Albert Bierstadt remains one of the highest-regarded American artists of the nineteenth century, travelling across the continent to reach natural landscapes where nothing was yet touched by human hands. His many trips to the wilderness from 1859 to 1873 resulted in several monumental art pieces, received with great praise. Wilderness always inspired him as the greatest source of artistic motifs. Today, his paintings hold even more value, as they depict scenery that is now lost or altered because of human interference. Bierstadt’s trips into the West tell a story of nature losing innocence, as his first trip to Lake Tahoe was through the untamed wilderness in a horse-pulled wagon. Just a few years later, he travelled there by a newly constructed railroad that sprung tourism, hotels, and shops around the lake, seemingly overnight. As a result, his romantic depictions were dubbed »impressions of solitary grandeur«.

Born in Prussia, he studied art in Düsseldorf and later became a part of the famous Hudson River School in New York.

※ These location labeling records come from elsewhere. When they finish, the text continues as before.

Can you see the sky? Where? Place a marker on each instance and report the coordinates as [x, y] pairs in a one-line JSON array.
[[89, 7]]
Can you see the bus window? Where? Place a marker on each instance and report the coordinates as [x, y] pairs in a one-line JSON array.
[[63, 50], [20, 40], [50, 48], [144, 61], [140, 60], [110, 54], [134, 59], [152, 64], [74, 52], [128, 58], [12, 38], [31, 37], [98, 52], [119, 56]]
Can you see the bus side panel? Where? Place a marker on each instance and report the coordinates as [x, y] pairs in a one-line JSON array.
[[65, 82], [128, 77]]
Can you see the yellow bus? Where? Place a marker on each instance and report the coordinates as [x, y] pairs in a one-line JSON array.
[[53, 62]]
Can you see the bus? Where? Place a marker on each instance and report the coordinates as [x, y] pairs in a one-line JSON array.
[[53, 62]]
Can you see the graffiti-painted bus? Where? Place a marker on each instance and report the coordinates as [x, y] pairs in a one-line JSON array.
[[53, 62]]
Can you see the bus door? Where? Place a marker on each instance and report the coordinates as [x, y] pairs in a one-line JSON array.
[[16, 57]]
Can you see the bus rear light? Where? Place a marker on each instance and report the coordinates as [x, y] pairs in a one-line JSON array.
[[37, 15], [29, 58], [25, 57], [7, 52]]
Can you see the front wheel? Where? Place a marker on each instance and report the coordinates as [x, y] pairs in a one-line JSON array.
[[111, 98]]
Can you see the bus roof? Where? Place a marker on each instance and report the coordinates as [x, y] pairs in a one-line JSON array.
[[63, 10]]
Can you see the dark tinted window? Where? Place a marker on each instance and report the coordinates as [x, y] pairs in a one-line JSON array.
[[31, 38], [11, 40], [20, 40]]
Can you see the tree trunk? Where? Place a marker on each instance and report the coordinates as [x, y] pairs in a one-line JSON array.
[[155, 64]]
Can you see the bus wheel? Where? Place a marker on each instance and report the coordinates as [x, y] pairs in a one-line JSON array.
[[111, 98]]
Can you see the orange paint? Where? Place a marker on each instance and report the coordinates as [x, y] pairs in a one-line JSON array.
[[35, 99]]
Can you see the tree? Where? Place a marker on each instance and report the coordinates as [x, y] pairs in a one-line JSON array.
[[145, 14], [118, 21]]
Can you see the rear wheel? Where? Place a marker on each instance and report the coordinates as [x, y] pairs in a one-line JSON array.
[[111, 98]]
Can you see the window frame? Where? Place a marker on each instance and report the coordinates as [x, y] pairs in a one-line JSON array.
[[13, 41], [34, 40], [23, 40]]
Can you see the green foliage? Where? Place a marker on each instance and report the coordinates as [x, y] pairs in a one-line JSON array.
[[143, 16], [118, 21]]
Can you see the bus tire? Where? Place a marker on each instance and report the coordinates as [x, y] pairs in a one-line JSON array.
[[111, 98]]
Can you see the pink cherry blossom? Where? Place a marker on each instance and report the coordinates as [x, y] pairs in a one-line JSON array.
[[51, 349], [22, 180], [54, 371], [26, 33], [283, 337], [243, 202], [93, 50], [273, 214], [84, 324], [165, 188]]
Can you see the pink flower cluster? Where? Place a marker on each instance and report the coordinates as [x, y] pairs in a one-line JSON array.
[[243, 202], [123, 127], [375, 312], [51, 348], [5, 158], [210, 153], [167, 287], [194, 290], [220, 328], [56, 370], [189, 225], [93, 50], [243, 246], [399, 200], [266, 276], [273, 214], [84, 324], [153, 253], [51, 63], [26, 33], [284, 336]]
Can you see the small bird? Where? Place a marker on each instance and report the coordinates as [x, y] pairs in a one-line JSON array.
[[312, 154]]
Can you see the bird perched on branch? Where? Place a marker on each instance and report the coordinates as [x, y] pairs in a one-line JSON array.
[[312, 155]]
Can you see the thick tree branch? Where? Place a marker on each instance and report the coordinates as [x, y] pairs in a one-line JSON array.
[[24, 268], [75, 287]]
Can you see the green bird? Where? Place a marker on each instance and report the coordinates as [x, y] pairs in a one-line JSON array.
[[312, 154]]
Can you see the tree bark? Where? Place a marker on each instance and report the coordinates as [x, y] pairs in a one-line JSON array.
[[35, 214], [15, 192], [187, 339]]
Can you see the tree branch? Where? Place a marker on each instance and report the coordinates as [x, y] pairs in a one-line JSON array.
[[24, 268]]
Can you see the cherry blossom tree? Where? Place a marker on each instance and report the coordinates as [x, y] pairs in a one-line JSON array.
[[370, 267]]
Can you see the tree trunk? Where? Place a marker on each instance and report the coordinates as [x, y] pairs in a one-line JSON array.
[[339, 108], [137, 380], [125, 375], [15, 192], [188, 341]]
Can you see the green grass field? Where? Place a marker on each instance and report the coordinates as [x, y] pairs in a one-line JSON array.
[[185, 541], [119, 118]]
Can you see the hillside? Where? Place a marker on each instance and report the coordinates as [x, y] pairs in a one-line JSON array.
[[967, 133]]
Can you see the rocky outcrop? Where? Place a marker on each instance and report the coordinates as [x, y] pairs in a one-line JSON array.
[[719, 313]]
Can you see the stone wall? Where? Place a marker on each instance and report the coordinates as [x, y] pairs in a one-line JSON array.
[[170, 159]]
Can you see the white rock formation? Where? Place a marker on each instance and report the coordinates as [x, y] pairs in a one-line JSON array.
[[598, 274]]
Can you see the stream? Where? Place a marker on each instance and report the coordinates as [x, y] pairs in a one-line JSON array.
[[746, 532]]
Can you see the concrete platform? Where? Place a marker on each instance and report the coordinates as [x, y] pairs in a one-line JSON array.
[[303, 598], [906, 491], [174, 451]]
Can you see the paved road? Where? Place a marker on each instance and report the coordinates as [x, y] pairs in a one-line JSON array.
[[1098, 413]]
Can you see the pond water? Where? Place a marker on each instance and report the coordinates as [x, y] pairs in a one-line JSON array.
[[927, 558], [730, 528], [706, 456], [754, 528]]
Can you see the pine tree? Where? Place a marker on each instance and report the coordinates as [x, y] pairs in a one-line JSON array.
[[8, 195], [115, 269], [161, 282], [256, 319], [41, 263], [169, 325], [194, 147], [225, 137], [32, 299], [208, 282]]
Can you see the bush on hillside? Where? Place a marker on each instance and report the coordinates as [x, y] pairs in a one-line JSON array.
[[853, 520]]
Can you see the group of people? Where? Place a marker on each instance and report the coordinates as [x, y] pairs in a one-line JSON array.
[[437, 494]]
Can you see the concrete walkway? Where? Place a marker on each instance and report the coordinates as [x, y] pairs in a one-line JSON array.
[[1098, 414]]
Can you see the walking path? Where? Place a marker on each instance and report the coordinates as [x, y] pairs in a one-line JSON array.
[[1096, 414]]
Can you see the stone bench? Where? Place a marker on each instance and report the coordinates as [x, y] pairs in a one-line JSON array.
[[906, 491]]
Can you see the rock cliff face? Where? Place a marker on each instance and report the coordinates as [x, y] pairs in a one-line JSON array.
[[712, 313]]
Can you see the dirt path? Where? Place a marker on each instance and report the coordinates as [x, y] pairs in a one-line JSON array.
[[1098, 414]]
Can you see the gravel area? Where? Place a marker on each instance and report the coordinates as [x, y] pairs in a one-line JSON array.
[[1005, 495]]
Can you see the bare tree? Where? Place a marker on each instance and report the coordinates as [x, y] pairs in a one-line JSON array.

This was the birth of his painting style, contrasting strong, almost glowing light with tranquil nature. His paintings awarded him membership in the National Academy of Design and many prestigious awards both in America and in Europe, and even a private reception with Queen Victoria in London.

He paid for a substitute to take his place in the draft in 1863 during America’s civil war, which gave him time to paint some of the most monumental pieces.